By Mary Lyon -- World News Trust
They’re trying to “Wellstone” us again. The republi-CONS and their media machine tools are busy trying to spank some of us for speaking our minds at the memorial for Coretta Scott King. They’re moaning and groaning and gnashing their teeth about the audacity of President Jimmy Carter and the Reverend Joseph Lowery, among others, who dared to slam Dubya in their eulogies. They whine about how these impertinent so-n-so’s dared to put politics into such a stirring, purportedly apolitical event. So let me apologize – in language they can understand: Bushian style. I’m SO sorry IF you were offended! “To the extent that” they MAY be guilty of some faux-pas, they should “take responsibility.” THERE! How ‘bout that? An apology in true Bush post-Katrina alleged mea-culpa form.
How dare they complain? Perhaps they felt some compassionate conservatism rearing its ugly head from some deep nether region in their consciences. After all, wasn’t it such a terrible shame that poor dear George had to sit there like a pinned bug in a specimen collection, and take it? He was stuck – strategically positioned in a prime seat up on stage within a yo-yo’s arc of the podium from which the anti-Bush fire and brimstone emitted. An ironic, latter-day twist on the Scriptural passage that warns “the last shall be first and the first shall be last.” Furthermore, Bush had to know he was on camera the whole time, even while he smirked, grimaced, tried to fake a congenial good-sport smile, and flipped through his program hoping all the unpleasantness might just go away if he didn’t look directly at it. La-la-la-la-la, I can’t hear you! I’m busy reading my little magazine here. And so’s my wife! What page you on, Laura honey? Sorry, George. Even the all-powerful don’t dominate everything. Or shield you from what you have coming to you.
What a shame that he had to sit there and remain calm while the smart remarks and snide comments pummeled him.

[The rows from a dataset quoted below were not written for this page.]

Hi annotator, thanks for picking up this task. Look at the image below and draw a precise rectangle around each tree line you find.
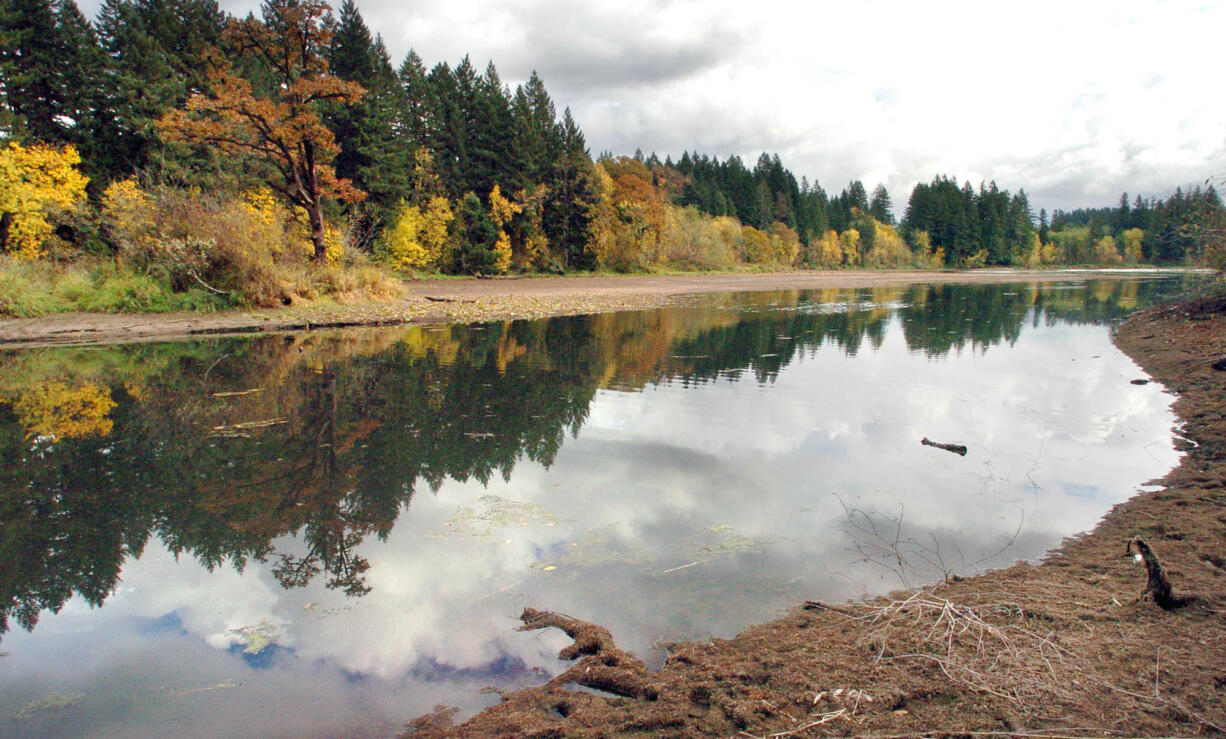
[1,0,1222,312]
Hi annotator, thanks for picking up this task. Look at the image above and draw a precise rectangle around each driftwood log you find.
[921,437,968,456]
[1127,536,1177,610]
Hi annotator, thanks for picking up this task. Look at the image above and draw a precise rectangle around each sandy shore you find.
[0,268,1146,348]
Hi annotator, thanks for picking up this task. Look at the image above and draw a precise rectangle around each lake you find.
[0,276,1190,736]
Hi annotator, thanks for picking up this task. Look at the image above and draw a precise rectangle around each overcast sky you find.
[82,0,1226,214]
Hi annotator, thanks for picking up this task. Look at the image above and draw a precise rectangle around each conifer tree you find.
[0,0,64,142]
[869,184,893,225]
[544,108,596,269]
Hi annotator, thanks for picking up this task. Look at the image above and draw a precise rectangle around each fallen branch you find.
[1126,536,1178,610]
[922,437,968,456]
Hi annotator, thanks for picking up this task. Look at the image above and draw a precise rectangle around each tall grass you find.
[0,256,227,317]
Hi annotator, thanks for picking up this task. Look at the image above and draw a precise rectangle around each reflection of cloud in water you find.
[0,306,1179,734]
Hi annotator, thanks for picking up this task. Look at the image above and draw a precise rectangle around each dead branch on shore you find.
[852,590,1075,708]
[1126,536,1178,610]
[518,608,656,700]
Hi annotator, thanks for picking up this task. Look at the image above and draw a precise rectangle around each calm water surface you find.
[0,278,1190,736]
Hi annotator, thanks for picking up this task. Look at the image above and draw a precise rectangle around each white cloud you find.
[75,0,1225,211]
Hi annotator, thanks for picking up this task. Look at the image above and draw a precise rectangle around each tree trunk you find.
[307,200,328,264]
[0,211,11,253]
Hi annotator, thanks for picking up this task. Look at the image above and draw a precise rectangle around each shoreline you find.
[407,281,1226,736]
[0,268,1184,349]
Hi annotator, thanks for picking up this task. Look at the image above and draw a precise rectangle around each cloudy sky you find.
[82,0,1226,214]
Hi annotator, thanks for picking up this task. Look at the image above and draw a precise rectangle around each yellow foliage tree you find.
[382,196,454,270]
[816,229,842,267]
[586,165,620,269]
[1121,228,1144,265]
[1094,235,1122,265]
[513,185,551,270]
[1022,231,1044,268]
[488,184,521,274]
[963,249,990,268]
[911,230,945,269]
[863,222,911,268]
[767,222,801,266]
[740,226,772,264]
[0,141,89,259]
[839,228,860,266]
[7,381,117,440]
[101,177,157,251]
[1041,241,1060,265]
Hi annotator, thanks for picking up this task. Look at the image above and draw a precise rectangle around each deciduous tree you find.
[158,0,364,263]
[0,141,88,258]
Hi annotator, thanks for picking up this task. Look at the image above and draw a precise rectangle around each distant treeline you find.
[1,0,1222,304]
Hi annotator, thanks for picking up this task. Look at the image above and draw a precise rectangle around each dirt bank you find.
[0,268,1134,348]
[407,292,1226,737]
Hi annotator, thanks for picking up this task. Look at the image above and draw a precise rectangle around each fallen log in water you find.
[921,437,968,456]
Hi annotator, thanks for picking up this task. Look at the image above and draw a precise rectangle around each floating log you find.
[921,437,968,456]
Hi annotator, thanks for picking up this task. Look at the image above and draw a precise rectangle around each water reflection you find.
[0,278,1186,735]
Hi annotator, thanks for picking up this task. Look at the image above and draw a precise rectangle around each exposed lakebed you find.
[0,277,1193,736]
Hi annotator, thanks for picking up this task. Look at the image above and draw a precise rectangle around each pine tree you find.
[325,0,376,187]
[94,0,222,182]
[395,49,430,154]
[512,70,560,186]
[0,0,64,143]
[869,184,893,225]
[325,3,407,241]
[543,108,596,269]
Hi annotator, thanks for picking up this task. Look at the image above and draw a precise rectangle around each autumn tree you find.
[0,141,88,258]
[158,0,364,263]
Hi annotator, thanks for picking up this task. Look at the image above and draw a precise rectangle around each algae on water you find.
[12,692,84,721]
[437,495,564,540]
[229,619,280,654]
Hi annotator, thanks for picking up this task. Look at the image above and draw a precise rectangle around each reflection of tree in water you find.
[0,323,606,636]
[0,277,1187,637]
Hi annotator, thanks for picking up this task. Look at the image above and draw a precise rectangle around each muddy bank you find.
[407,293,1226,737]
[0,268,1147,348]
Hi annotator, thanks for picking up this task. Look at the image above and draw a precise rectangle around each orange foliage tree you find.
[157,0,364,263]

The Reverend Lowery hit one rawther large bull’s eye: "We know now there were no weapons of mass destruction over there. But Coretta knew, and we knew, that there are weapons of misdirection right down here. Millions without health insurance. Poverty abounds. For war, billions more, but no more for the poor."
If that wasn’t stinging enough, by itself, Jimmy Carter threw a beauty of a one-two punch – at two of Bush’s tenderest vulnerabilities: "This commemorative ceremony this morning and this afternoon is not only to acknowledge the great contributions of Coretta and Martin, but to remind us that the struggle for equal rights is not over…We only have to recall the color of the faces of those in Louisiana, Alabama and Mississippi, those who were most devastated by Katrina, to know that there are not yet equal opportunities for all Americans." Not only that, but "It was difficult for them personally, with the civil liberties of both husband and wife violated as they became the target of secret government wiretapping, other surveillance, and as you know, harassment from the FBI."